Most of the people of New Spain were Catholics, and the Holy Inquisition against heretics and apostates had facilities in Mexico, but fortunately the Indians were exempt from its torture because of their ‘lack of a soul,’ which made them ‘neophytes of the faith’. The prosperity level of the people of New Spain was the highest in the Americas, especially in Mexico City, in Puebla, Veracruz, Acapulco and Zacatecas. Many of the traditions and institutions that evolved and are now part of the characteristics of the Mexican population today emerged during the viceroyalty.
The French invasion of Spain gave rise to several liberation movements in the American colonies and in 1808 there was a serious political crisis in New Spain that ended with the ousting of the Viceroy Iturrigaray in a coup d’etat. There were also conspiracies in other regions of the Spanish viceroyalty but these were violently suppressed. On September 16, 1810, Miguel Hidalgo and Costilla called a meeting of the insurgents in the town of Dolores in Guanajuato, and out of this came the War of Independence. Hidalgo is responsible for the abolition of slavery in Mexico and he was shot in 1811 along with other leaders of the movement
The insurgent movement was strengthened in the center of New Spain under the command of José María Morelos and Pavón, who was an excellent military strategist. In 1813 he convened the Congress of Chilpancingo which declared the independence of North America, creating the First Constitution promulgated in Apatzingán. However, Morelos was captured and shot in 1815.
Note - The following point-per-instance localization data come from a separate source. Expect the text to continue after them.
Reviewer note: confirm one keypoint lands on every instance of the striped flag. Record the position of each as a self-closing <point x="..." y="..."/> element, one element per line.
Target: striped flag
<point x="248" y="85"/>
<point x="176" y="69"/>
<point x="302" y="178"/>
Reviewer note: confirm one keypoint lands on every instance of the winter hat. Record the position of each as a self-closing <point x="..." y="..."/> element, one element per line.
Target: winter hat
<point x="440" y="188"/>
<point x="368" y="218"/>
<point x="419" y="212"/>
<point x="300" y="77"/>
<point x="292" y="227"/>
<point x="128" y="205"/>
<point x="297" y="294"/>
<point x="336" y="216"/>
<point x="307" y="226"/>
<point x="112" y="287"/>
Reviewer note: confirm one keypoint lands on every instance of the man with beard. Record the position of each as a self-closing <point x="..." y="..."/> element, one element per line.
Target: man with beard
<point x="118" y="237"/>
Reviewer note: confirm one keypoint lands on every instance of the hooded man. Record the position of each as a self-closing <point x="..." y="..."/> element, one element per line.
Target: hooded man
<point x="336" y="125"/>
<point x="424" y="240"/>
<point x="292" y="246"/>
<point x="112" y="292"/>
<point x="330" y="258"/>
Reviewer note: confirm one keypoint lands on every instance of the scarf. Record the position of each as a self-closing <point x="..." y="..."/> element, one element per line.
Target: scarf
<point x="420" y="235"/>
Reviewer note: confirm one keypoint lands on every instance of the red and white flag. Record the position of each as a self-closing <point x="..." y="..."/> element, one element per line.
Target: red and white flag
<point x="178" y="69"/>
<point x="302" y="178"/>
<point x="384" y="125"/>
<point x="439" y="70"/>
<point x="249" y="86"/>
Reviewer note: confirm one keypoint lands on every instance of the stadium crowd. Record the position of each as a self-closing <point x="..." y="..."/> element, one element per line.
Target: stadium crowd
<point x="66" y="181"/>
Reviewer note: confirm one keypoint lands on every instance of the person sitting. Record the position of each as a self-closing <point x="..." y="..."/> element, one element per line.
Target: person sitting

Starting in 1815, the insurgents entered a defensive and fragmented war led by Pedro Moreno and Francisco Javier Mina, who advanced from Tamaulipas to central Mexico but were defeated. Then Viceroy Apodaca encouraged the desertion of many insurgents and the new Cádiz Constitution of 1820 worried the New Spain elite who had agreed on independence with the insurgents. Agustín de Iturbide was supported by Vicente Guerrero and together they promulgated the Plan of Iguala. So when Juan O ‘Donojú – the last viceroy – arrived in New Spain he signed the Mexican Declaration of Independence on September 28, 1821.
After the Treaties of Córdoba a provisional government was installed and it remained in place until the coronation of Iturbide. His position was weak and this was the reason for the promulgation of the Plan of Casa Mata, the idea of which was to form a republic. The republican insurrection triumphed in 1823, Iturbide went into exile and Central America seceded from Mexico.
In 1833, Valentín Gómez Farías introduced liberal reforms to the Constitution and the conservatives reacted by dissolving the federal republic and establishing a centralist republic. In 1835 the promulgation of the Seven Laws sparked separatist movements that were all suppressed, except for the one in Texas that gained its independence in 1836. And in 1841 Yucatán broke away from Mexico and did not re-join until 1848.
As a result of its territorial claims to Texas, the United States invaded Mexico between 1846 and 1848. In the midst of the war, the federalists reinstituted the Constitution of 1824 and after losing the war, the Mexican government was forced to sign the Treaty of Guadalupe -Hidalgo, whereby more than half of the country’s territory was handed over to the United States. Confrontations between political factions continued and this led to the last accession to power of Antonio López de Santana who was the eleventh president and whogoverned like a dictator. But then came Juan Álvarez, who led an insurrection and deposed Santana.